🎧 Podcast | Lenny’s Podcast | 74 min
👩🔬 Karina Nguyen, AI Researcher at OpenAI (ex‑Anthropic, New York Times, Dropbox, Square)
⏱️ Full Episode Listening Time: 74 mins
⏱️ Summary Reading Time: ~8 mins
“Any method can yield strategic or tactical insights—what matters is the problem you solve.”
Model training is an art, not a recipe.
Debugging LLMs looks a lot like software development—finding where they get confused (e.g. “I have no body to set a real‑world alarm”) and iterating.
Synthetic data unlocks rapid iteration.
By auto‑generating training examples for specific behaviours (triggering, editing, commenting in Canvas), teams can teach new features without endless human labelling.
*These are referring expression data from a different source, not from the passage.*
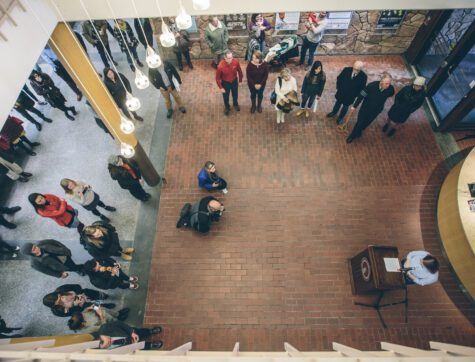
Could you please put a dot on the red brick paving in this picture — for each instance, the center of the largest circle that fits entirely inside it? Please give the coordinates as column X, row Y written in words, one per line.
column 301, row 202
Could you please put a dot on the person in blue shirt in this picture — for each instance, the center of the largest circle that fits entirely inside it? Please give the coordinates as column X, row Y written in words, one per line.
column 209, row 179
column 423, row 268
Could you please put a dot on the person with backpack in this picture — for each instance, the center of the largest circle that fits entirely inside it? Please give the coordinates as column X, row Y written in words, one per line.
column 200, row 215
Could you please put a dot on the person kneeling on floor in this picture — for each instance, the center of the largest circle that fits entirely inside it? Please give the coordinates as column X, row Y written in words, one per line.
column 200, row 215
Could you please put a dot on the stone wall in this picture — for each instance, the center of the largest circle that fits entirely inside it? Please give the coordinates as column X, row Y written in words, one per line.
column 362, row 36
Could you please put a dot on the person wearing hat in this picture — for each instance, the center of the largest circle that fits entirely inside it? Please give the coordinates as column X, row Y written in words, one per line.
column 406, row 102
column 127, row 173
column 50, row 257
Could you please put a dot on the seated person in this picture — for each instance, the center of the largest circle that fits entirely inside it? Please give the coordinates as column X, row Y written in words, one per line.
column 209, row 179
column 203, row 212
column 423, row 268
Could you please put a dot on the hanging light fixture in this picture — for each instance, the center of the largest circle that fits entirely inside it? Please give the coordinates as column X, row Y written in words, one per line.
column 183, row 20
column 153, row 59
column 141, row 80
column 126, row 125
column 126, row 150
column 200, row 4
column 132, row 103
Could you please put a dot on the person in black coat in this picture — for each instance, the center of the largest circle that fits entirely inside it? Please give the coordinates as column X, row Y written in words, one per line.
column 127, row 173
column 51, row 257
column 26, row 103
column 349, row 83
column 312, row 87
column 130, row 335
column 72, row 298
column 44, row 86
column 107, row 274
column 101, row 241
column 406, row 102
column 162, row 79
column 147, row 29
column 118, row 92
column 373, row 96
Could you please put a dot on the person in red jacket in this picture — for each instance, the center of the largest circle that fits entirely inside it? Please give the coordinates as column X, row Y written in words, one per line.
column 227, row 75
column 52, row 206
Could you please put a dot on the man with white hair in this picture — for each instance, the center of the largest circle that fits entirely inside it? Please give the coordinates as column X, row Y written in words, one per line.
column 373, row 97
column 349, row 83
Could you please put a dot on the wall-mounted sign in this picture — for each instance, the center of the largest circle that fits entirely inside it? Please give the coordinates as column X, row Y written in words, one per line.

Evals are your north star.
Clear, automated and human‑in‑the‑loop evaluations (“does this prompt fire Canvas?” “Which model completion wins?”) measure progress and prevent regressions.
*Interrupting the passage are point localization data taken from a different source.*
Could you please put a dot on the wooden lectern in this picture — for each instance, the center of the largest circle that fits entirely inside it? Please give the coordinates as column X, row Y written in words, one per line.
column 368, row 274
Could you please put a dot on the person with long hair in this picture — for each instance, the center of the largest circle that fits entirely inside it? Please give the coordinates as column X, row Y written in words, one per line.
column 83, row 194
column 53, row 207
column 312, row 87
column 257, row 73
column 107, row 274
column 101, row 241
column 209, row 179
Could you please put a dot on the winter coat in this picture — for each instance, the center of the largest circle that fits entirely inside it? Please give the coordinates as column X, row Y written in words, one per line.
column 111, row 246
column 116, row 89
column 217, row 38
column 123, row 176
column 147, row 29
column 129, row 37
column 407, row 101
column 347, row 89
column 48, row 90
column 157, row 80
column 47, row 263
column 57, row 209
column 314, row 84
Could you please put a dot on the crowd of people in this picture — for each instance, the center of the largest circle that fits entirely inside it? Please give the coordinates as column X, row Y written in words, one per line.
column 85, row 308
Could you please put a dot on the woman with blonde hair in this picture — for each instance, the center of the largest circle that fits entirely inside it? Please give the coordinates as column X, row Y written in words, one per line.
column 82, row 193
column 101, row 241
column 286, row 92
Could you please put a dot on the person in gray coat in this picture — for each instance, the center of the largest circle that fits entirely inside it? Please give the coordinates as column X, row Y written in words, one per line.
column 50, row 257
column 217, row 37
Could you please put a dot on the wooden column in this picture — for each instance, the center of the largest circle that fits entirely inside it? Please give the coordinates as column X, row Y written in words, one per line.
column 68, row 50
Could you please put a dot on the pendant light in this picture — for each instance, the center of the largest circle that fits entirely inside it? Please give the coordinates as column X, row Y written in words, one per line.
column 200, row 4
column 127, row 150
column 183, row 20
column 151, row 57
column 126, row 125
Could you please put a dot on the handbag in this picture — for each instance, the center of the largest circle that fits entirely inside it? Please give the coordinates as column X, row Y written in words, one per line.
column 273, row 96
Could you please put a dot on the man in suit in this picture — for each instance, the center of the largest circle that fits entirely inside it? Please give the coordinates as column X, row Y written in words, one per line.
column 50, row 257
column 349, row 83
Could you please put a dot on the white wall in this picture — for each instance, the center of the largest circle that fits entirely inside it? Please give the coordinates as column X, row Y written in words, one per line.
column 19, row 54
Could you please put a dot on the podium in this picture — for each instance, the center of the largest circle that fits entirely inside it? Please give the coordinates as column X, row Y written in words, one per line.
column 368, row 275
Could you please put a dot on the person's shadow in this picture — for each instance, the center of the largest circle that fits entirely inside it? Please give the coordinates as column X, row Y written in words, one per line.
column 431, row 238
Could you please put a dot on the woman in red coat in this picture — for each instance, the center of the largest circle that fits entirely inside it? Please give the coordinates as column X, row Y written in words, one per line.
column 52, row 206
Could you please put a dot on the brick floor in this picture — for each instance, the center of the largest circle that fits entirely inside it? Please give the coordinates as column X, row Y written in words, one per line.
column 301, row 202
Problem‑first, method‑agnostic mindset.
Start with the team’s biggest blockage, then pick or combine methods—tactical usability tests or strategic field studies—to surface the right insight.
Soft skills drive impact.
Creativity, prioritisation, influence, and collaboration—especially “insight primers” before roadmap planning—earn you a seat at the table.
Concept | How to Use It |
---|---|
Synthetic Data Training | Auto‑generate examples for new behaviours (e.g. Canvas edit, comment, trigger) to train and validate features. |
Automated + Human Evals | Build simple pass/fail tests and human rating workflows to benchmark models continuously. |
Problem‑First Planning | Define the core user or business problem, then choose your research or prototyping method. |
Insight Primers | Deliver concise research briefs ahead of strategic planning cycles to influence direction. |
Hybrid Insights | Weave strategic questions into tactical sessions (and vice versa) via warm‑up phases. |
Karina’s peek behind OpenAI’s curtain transformed how I think about model‑driven product research. The combination of synthetic data + rigorous evals feels like the UX equivalent of guerrilla testing on steroids—rapid, targeted, and measurable.
Most of all, it reinforced that no method is sacred. Whether you’re running a field study or prototyping via prompt engineering, the real value is the insight you deliver and the problems you unblock.